3月24日、武漢の封鎖が終了すると当局が発表した日、医療従事者が武漢駅で消毒剤を散布するために列をなしている。ゲッティイメージズ/STR/寄稿者
レストランは再開したものの、武漢に拠点を置くメディア企業に勤めるワン・ランさんは、4月8日に76日間続いた都市封鎖が解除されて以来、外食をしていない。「人々はたいてい、食べ物をデリバリーしてもらうことを選んでいます」と彼女は言う。感染拡大が最悪だった頃は、食料品の買い出しのため、各家庭から1人だけが2時間だけアパートの敷地から出ることが許されていた。
ワンさんは2ヶ月間在宅勤務を行い、4月にオフィスに復帰しました。彼女の会社は全従業員を対象に検査を実施し、新たな規則を導入しました。1,000人以上の従業員を抱える同社では、感染拡大前はカフェテリアのビュッフェを利用することができましたが、現在はランチは各自分ずつ用意され、従業員は交代でランチを受け取り、各自で食べるようになっています。ワンさんは今でも人混みを避け、スーパーマーケットでの滞在時間を最小限に抑えています。

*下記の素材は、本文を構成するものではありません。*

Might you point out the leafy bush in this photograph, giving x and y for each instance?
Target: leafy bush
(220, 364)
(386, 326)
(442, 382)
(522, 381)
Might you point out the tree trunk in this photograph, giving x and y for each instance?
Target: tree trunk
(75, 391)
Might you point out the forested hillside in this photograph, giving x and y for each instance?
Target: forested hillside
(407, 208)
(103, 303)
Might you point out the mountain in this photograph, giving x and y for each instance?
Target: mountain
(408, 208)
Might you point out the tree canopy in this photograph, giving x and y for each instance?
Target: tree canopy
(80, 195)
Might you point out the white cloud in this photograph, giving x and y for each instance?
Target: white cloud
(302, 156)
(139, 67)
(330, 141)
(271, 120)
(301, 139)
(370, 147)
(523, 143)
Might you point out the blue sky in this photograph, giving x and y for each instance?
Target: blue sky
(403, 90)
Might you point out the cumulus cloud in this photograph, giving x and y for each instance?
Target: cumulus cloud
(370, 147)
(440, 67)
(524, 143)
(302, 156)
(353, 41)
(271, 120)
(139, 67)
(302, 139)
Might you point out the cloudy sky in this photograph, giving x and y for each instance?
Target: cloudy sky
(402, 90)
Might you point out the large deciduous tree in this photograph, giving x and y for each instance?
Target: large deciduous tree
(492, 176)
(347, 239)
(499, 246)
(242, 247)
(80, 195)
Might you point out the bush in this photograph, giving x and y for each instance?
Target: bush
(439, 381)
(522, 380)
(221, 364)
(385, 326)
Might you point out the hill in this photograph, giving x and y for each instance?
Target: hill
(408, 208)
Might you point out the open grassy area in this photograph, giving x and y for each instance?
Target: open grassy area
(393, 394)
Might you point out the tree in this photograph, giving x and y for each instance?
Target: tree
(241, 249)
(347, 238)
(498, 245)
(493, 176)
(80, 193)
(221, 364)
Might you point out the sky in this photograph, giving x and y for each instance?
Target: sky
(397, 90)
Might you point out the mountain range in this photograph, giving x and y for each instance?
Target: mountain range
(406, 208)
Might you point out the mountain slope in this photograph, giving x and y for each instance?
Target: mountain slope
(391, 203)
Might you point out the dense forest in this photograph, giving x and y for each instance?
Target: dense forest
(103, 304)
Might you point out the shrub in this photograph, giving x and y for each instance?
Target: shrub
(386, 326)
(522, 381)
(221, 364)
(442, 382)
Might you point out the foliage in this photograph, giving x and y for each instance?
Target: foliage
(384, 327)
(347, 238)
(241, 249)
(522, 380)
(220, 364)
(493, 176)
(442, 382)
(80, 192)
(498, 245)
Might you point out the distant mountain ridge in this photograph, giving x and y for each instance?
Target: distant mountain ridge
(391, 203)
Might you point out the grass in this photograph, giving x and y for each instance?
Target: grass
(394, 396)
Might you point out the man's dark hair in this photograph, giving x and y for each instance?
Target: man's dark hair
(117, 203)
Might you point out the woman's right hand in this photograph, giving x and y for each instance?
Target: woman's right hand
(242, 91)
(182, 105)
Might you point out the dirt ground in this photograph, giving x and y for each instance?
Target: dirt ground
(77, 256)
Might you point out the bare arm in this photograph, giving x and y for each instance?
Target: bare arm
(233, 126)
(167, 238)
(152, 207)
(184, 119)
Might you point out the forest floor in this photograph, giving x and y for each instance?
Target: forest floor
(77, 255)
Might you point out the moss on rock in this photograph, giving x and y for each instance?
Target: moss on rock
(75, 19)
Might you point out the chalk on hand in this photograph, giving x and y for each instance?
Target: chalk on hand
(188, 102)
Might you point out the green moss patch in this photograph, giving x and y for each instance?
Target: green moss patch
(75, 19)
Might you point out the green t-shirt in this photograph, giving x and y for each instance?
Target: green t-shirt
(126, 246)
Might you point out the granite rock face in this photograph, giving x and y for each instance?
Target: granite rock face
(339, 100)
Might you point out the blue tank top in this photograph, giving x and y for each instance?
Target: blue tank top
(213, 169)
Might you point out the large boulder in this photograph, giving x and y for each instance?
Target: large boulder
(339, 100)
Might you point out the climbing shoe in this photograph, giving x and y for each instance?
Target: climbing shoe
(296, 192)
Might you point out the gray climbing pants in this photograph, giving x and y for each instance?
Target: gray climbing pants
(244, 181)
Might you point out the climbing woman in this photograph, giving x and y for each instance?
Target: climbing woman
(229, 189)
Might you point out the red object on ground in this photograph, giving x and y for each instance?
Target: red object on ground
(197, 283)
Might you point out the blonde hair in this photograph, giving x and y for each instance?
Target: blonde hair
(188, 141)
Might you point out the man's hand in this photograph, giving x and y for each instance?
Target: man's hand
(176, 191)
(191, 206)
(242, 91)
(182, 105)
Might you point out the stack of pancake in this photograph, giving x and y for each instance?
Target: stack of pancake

彼女はオフィスに出勤時と退社時に「健康コード」をスキャンします。このコードはAlipayとWeChatでアクセスできます。彼女のコードは緑色で、国内旅行が許可されています。黄色または赤色のコードは自宅待機が必要です。このコードは日常生活に欠かせないものとなっています。彼女は公共交通機関に乗るとき、スーパーマーケットに行くとき、そして自宅に出入りするときにこのコードをスキャンします。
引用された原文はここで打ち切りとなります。